Même avec l’augmentation de la déforestation, le gouvernement actuel de l’État d’Acre a annoncé en septembre 2019 la poursuite de l’association avec le gouvernement d’Allemagne dans le cadre de REDD+. (8) Et ce, malgré l’engagement clair du gouvernement étatique en faveur du développement de l’agrobusiness, (9) qui à son tour est étroitement lié à la multiplication des incendies de forêt dans l’État et une partie de l’Amazonie en 2019. Aucun transfert de fonds du gouvernement d’Allemagne au gouvernement d’Acre, à travers la KfW, n'a été annoncé en 2020. La seule nouvelle provient du gouvernement d’Acre lui-même qui a déclaré en avril qu’il déboursait un total de R$ 2,2 millions de real (presque 400 000 dollars) dans le cadre du projet avec le gouvernement allemand, par l’intermédiaire de la KfW. (10)
Le Mato Grosso, un autre État du Brésil qui a signé un contrat avec le gouvernement allemand en 2017, a reçu normalement les fonds en 2019 à travers la KfW. (11) Cet État a également établi un taux de déforestation de référence enflé qui lui permet de recevoir les paiements même si la déforestation augmente officiellement.
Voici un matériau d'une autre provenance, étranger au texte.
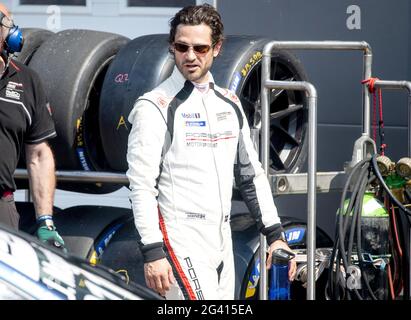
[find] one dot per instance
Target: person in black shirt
(25, 119)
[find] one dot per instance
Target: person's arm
(144, 154)
(255, 190)
(40, 166)
(41, 170)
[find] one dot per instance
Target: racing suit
(184, 150)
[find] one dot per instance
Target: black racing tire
(33, 38)
(137, 68)
(81, 226)
(72, 65)
(238, 67)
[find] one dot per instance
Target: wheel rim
(287, 115)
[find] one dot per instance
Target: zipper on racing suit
(215, 165)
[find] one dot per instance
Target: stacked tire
(72, 65)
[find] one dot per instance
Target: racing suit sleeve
(144, 150)
(253, 185)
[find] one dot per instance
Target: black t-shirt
(25, 117)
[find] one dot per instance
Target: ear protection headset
(14, 39)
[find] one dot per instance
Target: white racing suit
(184, 150)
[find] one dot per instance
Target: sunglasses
(6, 21)
(198, 49)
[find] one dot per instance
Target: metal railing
(312, 136)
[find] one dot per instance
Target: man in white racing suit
(188, 142)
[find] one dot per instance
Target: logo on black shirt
(13, 90)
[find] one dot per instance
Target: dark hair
(195, 15)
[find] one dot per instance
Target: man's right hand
(159, 275)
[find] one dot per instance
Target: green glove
(47, 233)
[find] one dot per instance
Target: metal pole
(81, 176)
(312, 183)
(265, 74)
(265, 131)
(387, 84)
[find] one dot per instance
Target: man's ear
(217, 48)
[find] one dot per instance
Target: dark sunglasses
(198, 49)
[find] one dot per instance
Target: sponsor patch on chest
(14, 90)
(223, 115)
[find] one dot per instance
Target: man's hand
(292, 266)
(159, 275)
(48, 234)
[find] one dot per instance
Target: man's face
(192, 64)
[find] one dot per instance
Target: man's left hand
(49, 234)
(278, 244)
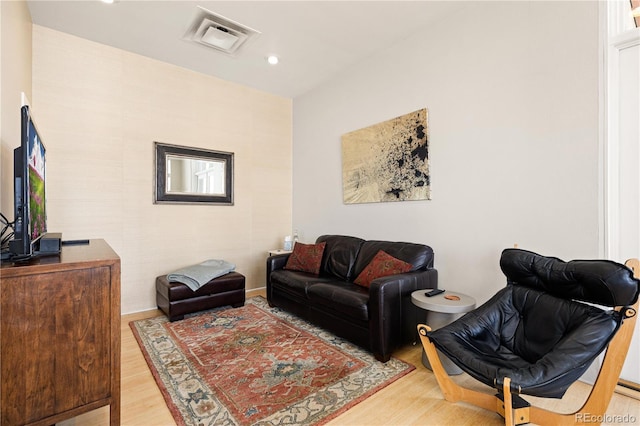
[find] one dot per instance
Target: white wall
(100, 109)
(512, 94)
(15, 78)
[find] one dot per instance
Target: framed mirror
(192, 175)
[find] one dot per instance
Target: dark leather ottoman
(176, 299)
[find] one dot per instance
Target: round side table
(440, 312)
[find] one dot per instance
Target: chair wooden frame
(516, 410)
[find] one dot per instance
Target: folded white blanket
(195, 276)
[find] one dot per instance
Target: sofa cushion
(294, 282)
(420, 256)
(340, 255)
(349, 300)
(306, 258)
(381, 265)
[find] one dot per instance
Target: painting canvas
(388, 161)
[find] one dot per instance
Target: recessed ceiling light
(273, 60)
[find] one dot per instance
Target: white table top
(439, 303)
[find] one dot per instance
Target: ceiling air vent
(218, 32)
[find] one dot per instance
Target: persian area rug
(256, 365)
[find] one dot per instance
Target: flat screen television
(29, 183)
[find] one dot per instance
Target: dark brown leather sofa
(379, 318)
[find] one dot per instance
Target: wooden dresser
(60, 336)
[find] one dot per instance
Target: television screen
(36, 172)
(29, 168)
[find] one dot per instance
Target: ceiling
(315, 40)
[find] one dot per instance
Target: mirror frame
(161, 196)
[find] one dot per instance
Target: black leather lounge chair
(536, 337)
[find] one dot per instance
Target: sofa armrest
(275, 262)
(392, 315)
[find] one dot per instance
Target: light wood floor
(415, 399)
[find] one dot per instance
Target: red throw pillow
(381, 265)
(306, 258)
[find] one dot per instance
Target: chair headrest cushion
(603, 282)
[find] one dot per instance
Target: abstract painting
(388, 161)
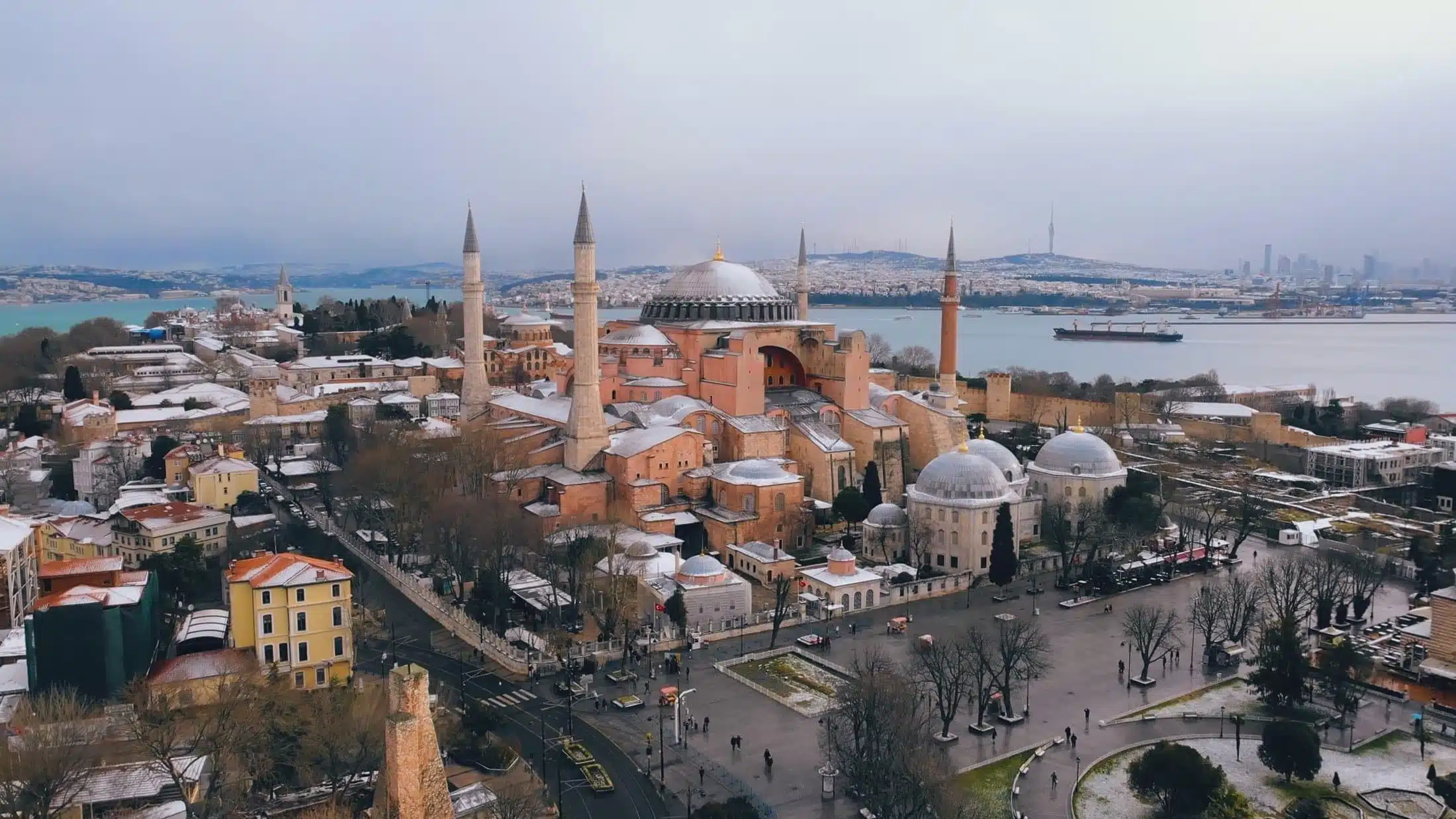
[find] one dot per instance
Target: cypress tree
(1003, 549)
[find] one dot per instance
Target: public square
(1087, 645)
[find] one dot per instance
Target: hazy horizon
(1171, 136)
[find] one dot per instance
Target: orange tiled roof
(287, 569)
(81, 566)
Même dans la situation actuelle de calamité, d’urgence et d’agonie que connaît le biome du Pantanal du Mato Grosso en raison des incendies forestiers qui ont déjà détruit une superficie de 100 000 hectares en 2020. (12) Alors que la crise de déforestation fait rage dans le pays, il est déconcertant que le gouvernement d’Allemagne continue de signer de nouveaux accords REDD+ pour des paiements basés sur des « résultats » au Brésil, comme c’est le cas dans les États de Pará et d’Amazonas. (13)
La vision du gouvernement allemand concernant REDD+ dans Acre se rapproche de celle du vice-directeur du Fonds vert pour le climat (Green Climate Fund—GCF), Juan Chang, et s’appuie sur celle-ci. Selon M. Chang, « si nous considérons REDD+ comme une transition dans laquelle des moyens d’existence durables sont fournis en échange de la cessation d’activités non durables, nous atteindrons un point où nous ne dépendrons plus des paiements de REDD+ pour assurer la subsistance et maintenir la forêt. Cela devrait être l’objectif final. » (14) Autrement dit, Chang renforce la vision selon laquelle les populations qui habitent les forêts et dépendent d’elles sont les responsables de la déforestation, et par conséquent, REDD+ devrait viser à changer leur mode de vie. Pendant ce temps, on ferme les yeux sur les actions destructrices des forestières, des accapareurs de terres, des minières et de l’agrobusiness, qui pratiquent tous la déforestation à grande échelle. De fait, le programme Floresta+ que le Brésil a présenté et que le GCF a approuvé en 2019 est axé sur les petits agriculteurs, les peuples autochtones et les communautés traditionnelles. Le gouvernement de Jair Bolsonaro a reçu du GCF 96 millions de dollars à cette fin sur la base du supposé « résultat » d’une réduction de la déforestation en 2014 et 2015. C’est un autre exemple de manipulation experte et commode des données.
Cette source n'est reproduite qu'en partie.